Good morning, I'm probably missing one small step,...
# timegpt
t
Good morning, I'm probably missing one small step, but I'm working on adding US holidays to a TimeGPT forecast (Actually, by the time I'm done, it will be 12) for my dissertation. I'll include all my setup code below. It all functions properly in the notebook, but when I get to the forecast, I get this error: "You must include the exogenous variables in the
df
object, exogenous variables y,US_New Year's Day,US_New Year's Day (observed),US_Memorial Day,US_Juneteenth National Independence Day,US_Independence Day,US_Labor Day,US_Veterans Day,US_Veterans Day (observed),US_Thanksgiving,US_Christmas Day,US_Martin Luther King Jr. Day,US_Washington's Birthday,US_Columbus Day"
Copy code
from nixtla.date_features import CountryHolidays

us_holidays = CountryHolidays(countries=['US'])
dates = pd.date_range(start=tst_alxmsf.iloc[0]['ds'], end=tst_alxmsf.iloc[-1]['ds'], freq='D')
holidays_df = us_holidays(dates)
monthly_holidays = holidays_df.resample('MS').max()
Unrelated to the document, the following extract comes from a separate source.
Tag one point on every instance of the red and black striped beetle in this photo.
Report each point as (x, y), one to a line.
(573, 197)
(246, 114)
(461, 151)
monthly_holidays = monthly_holidays.reset_index(names='ds')
monthly_holidays['ds'] = pd.to_datetime(monthly_holidays['ds']) 
tst_alxmsf['ds'] = pd.to_datetime(tst_alxmsf['ds'])

tst_alxmsf = tst_alxmsf.merge(monthly_holidays)

tst_alxmsf.head()
Copy code
dates = pd.date_range(start=tr_alxmsf.iloc[0]['ds'], end=tr_alxmsf.iloc[-1]['ds'], freq='D')
holidays_df = us_holidays(dates)
monthly_holidays = holidays_df.resample('MS').max()

monthly_holidays = monthly_holidays.reset_index(names='ds')
monthly_holidays['ds'] = pd.to_datetime(monthly_holidays['ds'])
tr_alxmsf['ds'] = pd.to_datetime(tr_alxmsf['ds'])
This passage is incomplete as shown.